FNW: In other words?
ST: All that is involved; the ability to buy raw materials; to find and transform them; to create a new product; and therefore also the creative capacity and the distribution capacity, all need to find new balances.
FNW: What are the other challenges facing the luxury goods market?
ST: There’s an obvious problem with the supply of raw materials. This creates difficulties where prices are concerned, as they will not be able to come down. In a situation like the current one, the need to distribute margins within the supply chain will once again be strongly felt. It’s clear that at a time like this, which is very delicate, the weakest companies are feeling the pressure.
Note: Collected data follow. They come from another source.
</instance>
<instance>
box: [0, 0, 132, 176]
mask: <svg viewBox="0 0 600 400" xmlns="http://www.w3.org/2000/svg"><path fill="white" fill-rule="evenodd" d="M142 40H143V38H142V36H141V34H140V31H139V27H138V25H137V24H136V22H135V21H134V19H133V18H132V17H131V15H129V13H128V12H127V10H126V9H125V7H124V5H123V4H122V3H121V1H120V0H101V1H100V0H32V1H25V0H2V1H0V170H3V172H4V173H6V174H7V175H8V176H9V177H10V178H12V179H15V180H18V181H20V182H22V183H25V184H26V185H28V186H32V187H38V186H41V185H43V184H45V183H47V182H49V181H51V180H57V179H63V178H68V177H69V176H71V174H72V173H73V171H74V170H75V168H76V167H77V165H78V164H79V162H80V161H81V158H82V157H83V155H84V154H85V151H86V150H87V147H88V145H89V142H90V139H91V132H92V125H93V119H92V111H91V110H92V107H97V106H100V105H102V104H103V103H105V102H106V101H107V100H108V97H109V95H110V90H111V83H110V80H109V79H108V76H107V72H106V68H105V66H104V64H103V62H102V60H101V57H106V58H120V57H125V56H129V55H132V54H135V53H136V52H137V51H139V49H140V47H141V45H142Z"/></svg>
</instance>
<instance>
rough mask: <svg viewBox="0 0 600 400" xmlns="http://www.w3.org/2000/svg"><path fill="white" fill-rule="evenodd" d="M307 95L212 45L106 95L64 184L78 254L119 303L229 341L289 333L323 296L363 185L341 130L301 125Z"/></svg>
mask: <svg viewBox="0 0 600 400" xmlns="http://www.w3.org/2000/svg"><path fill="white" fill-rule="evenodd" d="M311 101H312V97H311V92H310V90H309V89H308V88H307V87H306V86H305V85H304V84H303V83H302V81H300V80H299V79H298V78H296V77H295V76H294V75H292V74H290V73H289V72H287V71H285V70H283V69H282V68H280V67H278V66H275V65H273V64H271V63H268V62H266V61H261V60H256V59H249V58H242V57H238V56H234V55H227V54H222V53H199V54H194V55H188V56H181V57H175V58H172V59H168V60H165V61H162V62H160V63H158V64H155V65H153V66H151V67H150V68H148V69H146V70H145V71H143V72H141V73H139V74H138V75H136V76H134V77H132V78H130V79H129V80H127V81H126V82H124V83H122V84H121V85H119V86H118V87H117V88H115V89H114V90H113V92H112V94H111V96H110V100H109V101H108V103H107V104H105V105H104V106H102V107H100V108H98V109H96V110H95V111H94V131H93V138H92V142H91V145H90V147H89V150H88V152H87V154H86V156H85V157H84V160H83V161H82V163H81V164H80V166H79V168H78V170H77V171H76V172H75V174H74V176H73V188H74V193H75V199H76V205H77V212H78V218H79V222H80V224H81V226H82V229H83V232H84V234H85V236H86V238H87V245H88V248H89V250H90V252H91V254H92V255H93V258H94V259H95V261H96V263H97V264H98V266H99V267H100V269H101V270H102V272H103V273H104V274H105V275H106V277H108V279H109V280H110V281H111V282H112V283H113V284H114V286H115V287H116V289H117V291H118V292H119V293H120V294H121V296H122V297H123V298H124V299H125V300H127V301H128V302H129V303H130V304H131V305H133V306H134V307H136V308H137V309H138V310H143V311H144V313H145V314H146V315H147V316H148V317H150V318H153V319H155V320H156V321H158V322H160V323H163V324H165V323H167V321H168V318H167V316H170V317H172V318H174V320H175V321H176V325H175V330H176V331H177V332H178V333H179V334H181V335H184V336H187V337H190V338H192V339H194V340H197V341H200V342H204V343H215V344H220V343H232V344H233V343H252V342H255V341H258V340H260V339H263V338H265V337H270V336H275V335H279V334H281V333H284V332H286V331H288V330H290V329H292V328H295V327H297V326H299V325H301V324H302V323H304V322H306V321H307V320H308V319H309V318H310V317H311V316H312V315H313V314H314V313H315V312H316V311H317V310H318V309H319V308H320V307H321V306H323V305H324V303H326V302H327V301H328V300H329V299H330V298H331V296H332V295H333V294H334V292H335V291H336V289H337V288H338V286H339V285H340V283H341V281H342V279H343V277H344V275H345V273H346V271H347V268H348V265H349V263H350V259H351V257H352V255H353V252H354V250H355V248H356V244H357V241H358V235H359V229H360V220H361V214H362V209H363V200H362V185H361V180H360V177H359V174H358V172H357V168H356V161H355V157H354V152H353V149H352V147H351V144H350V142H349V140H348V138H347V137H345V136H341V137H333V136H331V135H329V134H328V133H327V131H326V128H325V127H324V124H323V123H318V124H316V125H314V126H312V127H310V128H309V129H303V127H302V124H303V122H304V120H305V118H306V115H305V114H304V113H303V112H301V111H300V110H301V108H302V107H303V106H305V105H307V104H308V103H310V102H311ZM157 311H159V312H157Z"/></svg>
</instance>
If being under pressure is due to the disappearance of certain elements in the supply chain, this becomes problematic for the resilience of the whole production system.
FNW: What about sustainability?
ST: We have to be careful not to make sustainability an absolute value. It’s obviously an important element, but it has to be broken down into several terms. There is environmental sustainability. There is social sustainability, which means that craftsmen and workers must be paid properly. And then there is economic sustainability, without which there can be no business. None of these elements can be set as an absolute value. These elements have to merge together. Including in a transformation model that starts with one condition and ends with another.
FNW: How is this transformation taking place?
ST: I think that sustainability will be expressed in different ways in the future. On the one hand, there will be the term durability and repairability of the product for the very top of the range. On the other, we will have a term that refers to the recyclability of products at the lower end of the market. Let’s not forget that, according to estimates, the global textile and fashion industry, which also includes fast fashion, has a turnover of 3,000 billion dollars. It is the world’s largest industry and employs one eighth of the world’s working population. If we think we can halve volumes with the wave of a magic wand, we will obviously also create an equivalent number of unemployed. We need to find the right balance between environmental sustainability and social sustainability.